Dave Morrison, in a correspondence with FNY: In my opinion, the Garrison eagle doesn’t belong there. It is a redundancy and it detracts from the historic view of Grand Central Terminal. When one walks east on 42nd Street approaching Grand Central Terminal, the first thing seen is that eagle with the Terminal in the background. This is not the view that Jacqueline Kennedy enjoyed when she fought so hard to have Grand Central Terminal saved.
Penn Station, of course, had its own set of eagles.
Seeing things from a new perspective on my first walk on the Park Avenue Viaduct. Come to think of it, even in cabs, I must have come this way only once or twice, and I don’t remember it at all. I chose the west roadway past the west end of GCT and the Metropolitan Life (Pan Am) Buildings. The Pan Am Building has a helicopter landing pad until 1977, when an accident killed 4 passengers and a pedestrian on the ground.
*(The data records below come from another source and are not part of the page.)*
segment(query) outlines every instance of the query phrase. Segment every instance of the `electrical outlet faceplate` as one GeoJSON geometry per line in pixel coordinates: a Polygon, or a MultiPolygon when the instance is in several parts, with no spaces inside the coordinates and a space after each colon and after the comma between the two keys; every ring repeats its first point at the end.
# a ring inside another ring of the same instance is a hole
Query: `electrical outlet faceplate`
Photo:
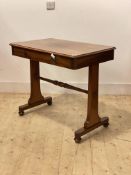
{"type": "Polygon", "coordinates": [[[47,10],[55,10],[55,1],[47,1],[46,8],[47,10]]]}

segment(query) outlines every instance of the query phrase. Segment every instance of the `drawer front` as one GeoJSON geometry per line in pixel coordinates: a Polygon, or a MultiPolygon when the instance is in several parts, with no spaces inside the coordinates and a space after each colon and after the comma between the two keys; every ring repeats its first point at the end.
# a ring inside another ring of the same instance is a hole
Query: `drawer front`
{"type": "Polygon", "coordinates": [[[48,64],[52,64],[55,66],[66,67],[72,69],[73,62],[72,59],[66,58],[63,56],[43,53],[43,52],[36,52],[36,51],[26,51],[26,56],[29,59],[40,61],[48,64]]]}

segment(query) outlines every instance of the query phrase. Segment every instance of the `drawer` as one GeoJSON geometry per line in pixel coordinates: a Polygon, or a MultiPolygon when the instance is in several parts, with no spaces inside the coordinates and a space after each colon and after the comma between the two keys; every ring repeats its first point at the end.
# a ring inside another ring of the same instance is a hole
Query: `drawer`
{"type": "Polygon", "coordinates": [[[74,66],[72,58],[55,55],[53,53],[44,53],[44,52],[14,47],[12,48],[12,54],[16,56],[32,59],[34,61],[39,61],[47,64],[52,64],[55,66],[60,66],[60,67],[66,67],[69,69],[73,69],[73,66],[74,66]]]}

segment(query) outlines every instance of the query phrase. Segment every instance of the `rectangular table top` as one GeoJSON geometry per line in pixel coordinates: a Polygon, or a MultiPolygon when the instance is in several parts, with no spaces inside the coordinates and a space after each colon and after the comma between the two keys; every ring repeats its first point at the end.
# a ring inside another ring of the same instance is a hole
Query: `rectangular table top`
{"type": "Polygon", "coordinates": [[[13,46],[37,50],[41,52],[54,53],[67,57],[81,57],[89,54],[99,53],[107,50],[112,50],[114,47],[103,46],[82,42],[74,42],[60,39],[42,39],[26,42],[12,43],[13,46]]]}
{"type": "Polygon", "coordinates": [[[53,38],[16,42],[10,45],[13,55],[70,69],[112,60],[115,49],[112,46],[53,38]],[[55,62],[51,61],[51,54],[55,55],[55,62]]]}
LEFT: Looking down on East 45th; the lamppost belongs to Vanderbilt Avenue.
ForgottenFan Eric Weaver: The scallop shell motif on the railings around Grand Central was favored by William K. Vanderbilt II. They are everywhere around his estate in Centerport.
The Viaduct tunnels through the 1929 Warren and Wetmore New York Central Building, since renamed the Helmsley Building by its then-owner, “Queen of Mean” Leona Helmsley, in honor of her husband, Harry, the former owner of the Empire State Building. The current owner is Goldman Sachs, which purchased it for over $1 billion in the go-go real estate market of 2007.
The NY Central, formerly the railroad that connected NYC with surrounding states, is now the commuter railway Metro-North.
The tunnel through the Helmsley Building has its own distinctive wall lamp stanchions. These probably once held globe-shaped luminaires.
The Helmsley Building and its clock anchor the north end of Park Avenue north of Grand Central, and its statuary and clock are echoic of the “Transportation” sculpture that face East 42nd street. The sculpture and clock are the work of sculptor Edward Francis McCartan:
Cut in limestone, the clock features two statues four times life size. The male figure on the left is Transportation. Transportation, who symbolizes the spirit of speed, rests his arm on a winged wheel of Progress and holds the staff of Mercury. On the right is a female figure, Industry, who embraces a staff in her arm, while resting on a beehive. Several other smaller symbolic figures round out the design including the Liberty Cap, crowning the clock’s top. The clock, 45 feet in width and 19 feet high , has a dial which spans 9 feet in diameter.
Normally, reclining on a beehive while nude is not recommended.
We’ve seen a rare bird. Here’s a rare stoplight. The pair here at Park Avenue, East 46th Street, and the Viaduct are two of three extant stoplights of this particular species. Corvington-esque long-armed stoplights, with a wheel motif in the scrollwork, first appeared in 1924 and spread like wildfire in NYC’s built-up areas. Beginning in the late 1950s they began to be supplanted by the thick-shafted, guy wired models that still are in power, and these posts died out.